Substitute: \[\operatorname{E}(\mathbf{Y}_i) = \mathbf{X}_i\boldsymbol\beta + \mathbf{Z}_i \operatorname{E}(\mathbf{b}_i) = \mathbf{X}_i\boldsymbol\beta\]

when \(\operatorname{E}(\mathbf{b}_i) = \mathbf{0}\).

Why Non-Linearity Breaks Equivalence

Mathematical reason: Expectation is a linear operator.

where \(h = g^{-1}\) is the inverse link (for logistic, \(h = \operatorname{expit}\)).

Visual Intuition

Plain English: Averaging curved lines gives a different curve than the average line.

16.3 Link Function Consequences

Define marginal model: \(g(\mu_i) = \mathbf{X}_i \boldsymbol\beta\) with \(\mu_i = \operatorname{E}(Y_i)\).

Define GLMM: \(g\{\operatorname{E}(Y_i\mid \mathbf{b}_i)\} = \mathbf{X}_i \boldsymbol\beta^* + \mathbf{Z}_i \mathbf{b}_i\).

Marginal mean requires integrating the inverse link \(h\) over \(\mathbf{b}_i\): \[\mu_i = \int h(\mathbf{X}_i\boldsymbol\beta^* + \mathbf{Z}_i \mathbf{b}_i)\, f(\mathbf{b}_i)\,d\mathbf{b}_i\]

Result: \(g(\mu_i) \neq \mathbf{X}_i \boldsymbol\beta^*\) in general; the link form is not preserved.

16.3 Attenuation Insight

For a logistic GLMM with a random intercept: \[\text{logit}\{\operatorname{E}(Y_{ij}\mid b_i)\} = X_{ij}\boldsymbol\beta^* + b_i, \qquad b_i \sim N(0,\sigma_b^2)\]

Approximate marginal relationship (Zeger, Liang & Albert, 1988; FLW p. 477): \[\text{logit}\{\operatorname{E}(Y_{ij})\} \approx c \, X_{ij}\boldsymbol\beta^*, \qquad c = \left(1 + c_2^{\,2}\,\sigma_b^2\right)^{-1/2}\]

where the named constant is \(c_2 = \dfrac{16\sqrt{3}}{15\pi} \approx 0.588\), so the multiplier of \(\sigma_b^2\) is \(c_2^{\,2} \approx 0.346\).

Thus \(|\boldsymbol\beta| < |\boldsymbol\beta^*|\) whenever \(\sigma_b^2 > 0\); attenuation grows with heterogeneity.

Important Note on the Attenuation Constant

The multiplier \(c_2^{\,2} \approx 0.346\) is an approximation specific to:

• Logistic GLMMs with random intercepts
• Normally distributed random effects

Source: Zeger, Liang & Albert (1988); \(c_2 = 16\sqrt{3}/(15\pi) \approx 0.588\).

Does NOT apply to: other link functions or random-slope models.

Clinical Translation

“Individual treatment effects look stronger than population effects because high responders and low responders average out.”

16.3 Attenuation Formula and Severity

\[\boldsymbol\beta_{\text{marginal}} \approx \frac{\boldsymbol\beta^*_{\text{GLMM}}}{\sqrt{1 + 0.346\,\sigma_b^2}}, \qquad c = \frac{1}{\sqrt{1 + 0.346\,\sigma_b^2}}\]

Worked example (\(\boldsymbol\beta^* = 1.5\), \(\sigma_b^2 = 4\)): \(\boldsymbol\beta_{\text{marg}} = 1.5/\sqrt{1 + 0.346(4)} = 1.5/1.544 \approx 0.97\) (factor \(c=0.65\)).
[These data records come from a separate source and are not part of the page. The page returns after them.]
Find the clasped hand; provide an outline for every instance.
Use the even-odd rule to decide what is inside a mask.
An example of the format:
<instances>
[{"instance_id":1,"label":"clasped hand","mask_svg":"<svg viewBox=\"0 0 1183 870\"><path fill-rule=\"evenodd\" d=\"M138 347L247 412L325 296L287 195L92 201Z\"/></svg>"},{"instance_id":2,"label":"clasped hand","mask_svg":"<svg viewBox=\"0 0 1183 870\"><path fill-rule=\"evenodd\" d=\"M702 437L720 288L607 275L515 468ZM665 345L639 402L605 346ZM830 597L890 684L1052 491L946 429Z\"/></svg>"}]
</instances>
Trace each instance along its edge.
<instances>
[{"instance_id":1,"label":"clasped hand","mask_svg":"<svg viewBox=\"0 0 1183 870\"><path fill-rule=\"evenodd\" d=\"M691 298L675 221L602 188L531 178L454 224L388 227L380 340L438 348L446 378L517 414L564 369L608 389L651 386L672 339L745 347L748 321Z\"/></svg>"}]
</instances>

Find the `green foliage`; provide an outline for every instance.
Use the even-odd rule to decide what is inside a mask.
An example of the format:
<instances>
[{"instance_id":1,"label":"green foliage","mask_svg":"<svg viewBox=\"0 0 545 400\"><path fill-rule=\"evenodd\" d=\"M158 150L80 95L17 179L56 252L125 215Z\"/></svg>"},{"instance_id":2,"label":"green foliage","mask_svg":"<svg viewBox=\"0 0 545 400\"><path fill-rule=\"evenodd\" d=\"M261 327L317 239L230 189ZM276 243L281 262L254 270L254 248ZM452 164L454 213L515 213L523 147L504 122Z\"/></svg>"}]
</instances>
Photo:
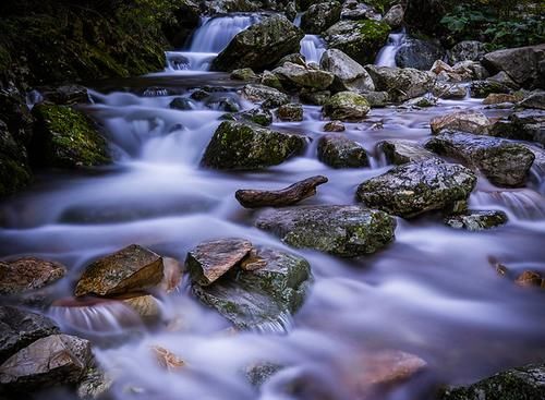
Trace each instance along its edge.
<instances>
[{"instance_id":1,"label":"green foliage","mask_svg":"<svg viewBox=\"0 0 545 400\"><path fill-rule=\"evenodd\" d=\"M451 41L480 40L491 49L545 41L545 17L540 4L511 0L475 0L456 5L440 23Z\"/></svg>"}]
</instances>

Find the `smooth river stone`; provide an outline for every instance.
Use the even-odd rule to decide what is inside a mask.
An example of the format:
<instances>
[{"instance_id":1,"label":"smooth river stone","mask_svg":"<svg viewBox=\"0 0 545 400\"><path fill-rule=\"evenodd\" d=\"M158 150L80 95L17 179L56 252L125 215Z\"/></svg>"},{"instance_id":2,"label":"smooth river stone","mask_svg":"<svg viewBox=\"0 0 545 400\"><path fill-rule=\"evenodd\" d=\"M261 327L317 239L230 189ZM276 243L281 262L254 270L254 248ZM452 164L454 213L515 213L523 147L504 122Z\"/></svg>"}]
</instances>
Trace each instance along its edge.
<instances>
[{"instance_id":1,"label":"smooth river stone","mask_svg":"<svg viewBox=\"0 0 545 400\"><path fill-rule=\"evenodd\" d=\"M90 264L77 282L75 295L109 296L138 292L156 287L162 277L162 258L131 244Z\"/></svg>"}]
</instances>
Population OR \(\approx 2.6\) vs individual OR \(\approx 4.5\): same direction, weaker population effect.

Check Your Understanding: Attenuation

Question: A researcher reports that a GLMM for diabetes progression yields a treatment OR of 0.5 (protective effect) with random intercept variance \(\sigma_b^2 = 3.0\). They conclude: “Treatment cuts the population odds in half.”

What is wrong with this conclusion, and what is the correct population OR?

16.3 Log Link Exception

For log-link GLMMs: \[\log \{\operatorname{E}(Y_{ij}\mid b_i)\} = X_{ij}\boldsymbol\beta^* + Z_{ij} b_i\]
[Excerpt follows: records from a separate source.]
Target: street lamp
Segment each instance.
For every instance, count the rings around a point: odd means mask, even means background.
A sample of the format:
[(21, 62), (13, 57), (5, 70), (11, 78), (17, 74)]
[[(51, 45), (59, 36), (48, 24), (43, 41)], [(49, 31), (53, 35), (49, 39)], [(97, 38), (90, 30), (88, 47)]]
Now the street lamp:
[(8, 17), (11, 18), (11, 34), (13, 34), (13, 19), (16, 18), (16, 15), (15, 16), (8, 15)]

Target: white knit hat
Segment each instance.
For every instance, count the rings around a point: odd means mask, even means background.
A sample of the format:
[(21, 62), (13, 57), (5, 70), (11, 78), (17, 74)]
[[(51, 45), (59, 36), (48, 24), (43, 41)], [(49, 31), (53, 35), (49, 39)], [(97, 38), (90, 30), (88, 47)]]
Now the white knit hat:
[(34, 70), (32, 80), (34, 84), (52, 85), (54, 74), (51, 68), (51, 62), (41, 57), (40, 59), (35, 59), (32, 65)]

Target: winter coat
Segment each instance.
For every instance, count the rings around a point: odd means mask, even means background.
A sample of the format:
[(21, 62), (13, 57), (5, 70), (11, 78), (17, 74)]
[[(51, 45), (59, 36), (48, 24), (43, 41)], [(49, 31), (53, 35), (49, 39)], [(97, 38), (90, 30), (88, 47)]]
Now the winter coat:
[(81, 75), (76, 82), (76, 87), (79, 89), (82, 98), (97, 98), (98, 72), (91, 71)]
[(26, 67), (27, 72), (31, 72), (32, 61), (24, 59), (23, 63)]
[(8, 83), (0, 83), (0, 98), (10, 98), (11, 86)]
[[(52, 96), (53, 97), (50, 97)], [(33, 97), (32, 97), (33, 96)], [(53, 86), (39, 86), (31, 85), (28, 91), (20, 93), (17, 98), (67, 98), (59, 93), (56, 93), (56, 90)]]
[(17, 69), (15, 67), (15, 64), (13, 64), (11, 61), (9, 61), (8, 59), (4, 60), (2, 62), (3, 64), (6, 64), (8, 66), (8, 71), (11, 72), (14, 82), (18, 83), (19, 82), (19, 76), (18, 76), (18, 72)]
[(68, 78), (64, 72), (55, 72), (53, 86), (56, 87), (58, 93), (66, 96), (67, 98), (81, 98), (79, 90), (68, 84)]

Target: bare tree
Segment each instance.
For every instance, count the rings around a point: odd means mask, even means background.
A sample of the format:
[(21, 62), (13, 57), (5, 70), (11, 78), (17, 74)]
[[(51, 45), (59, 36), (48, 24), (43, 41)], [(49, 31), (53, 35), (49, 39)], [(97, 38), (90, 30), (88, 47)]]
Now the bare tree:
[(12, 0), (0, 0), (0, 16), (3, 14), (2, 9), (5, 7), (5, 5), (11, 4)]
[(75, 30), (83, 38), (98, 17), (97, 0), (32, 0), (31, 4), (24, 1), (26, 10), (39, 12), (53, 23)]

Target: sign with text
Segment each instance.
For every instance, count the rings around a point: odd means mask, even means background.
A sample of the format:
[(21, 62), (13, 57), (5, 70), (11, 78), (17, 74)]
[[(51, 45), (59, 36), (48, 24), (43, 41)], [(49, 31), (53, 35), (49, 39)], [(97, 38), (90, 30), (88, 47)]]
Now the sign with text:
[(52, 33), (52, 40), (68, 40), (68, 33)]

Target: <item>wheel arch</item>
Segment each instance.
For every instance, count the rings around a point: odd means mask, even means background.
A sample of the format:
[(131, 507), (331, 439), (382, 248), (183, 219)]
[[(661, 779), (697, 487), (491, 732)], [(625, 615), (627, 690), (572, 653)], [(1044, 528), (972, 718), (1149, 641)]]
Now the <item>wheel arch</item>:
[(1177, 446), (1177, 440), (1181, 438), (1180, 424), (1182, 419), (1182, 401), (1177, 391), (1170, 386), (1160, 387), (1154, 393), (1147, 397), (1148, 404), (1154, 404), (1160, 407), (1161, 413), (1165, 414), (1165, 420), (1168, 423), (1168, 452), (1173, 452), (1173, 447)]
Marginal mean factorizes: \[\mu_{ij} = \exp(X_{ij}\boldsymbol\beta^*)\, \operatorname{E}\{\exp(Z_{ij} b_i)\}\]

For a single random intercept, \(\log(\mu_{ij}) = X_{ij}\boldsymbol\beta^* + g_{11}/2\): fixed effects not in \(Z_{ij}\) carry over unchanged (only the intercept shifts by \(g_{11}/2\)).

Important Clarification: Marginal Predictions from GLMMs

Common misconception: predict(glmer_fit, re.form = NA) gives marginal predictions.

Reality (FLW textbook, p. 477):

• re.form = NA gives conditional predictions at \(b_i = 0\) (the “typical” subject)
• For non-linear links: \(\operatorname{E}(Y \mid b = 0) \neq \operatorname{E}(Y)\)
• True marginal predictions require integrating over the random effects distribution

Helper Function for True Marginal Predictions

# CAVEAT: this helper assumes a SINGLE random intercept and a BINOMIAL family.
# It does NOT handle random slopes or non-binomial GLMMs.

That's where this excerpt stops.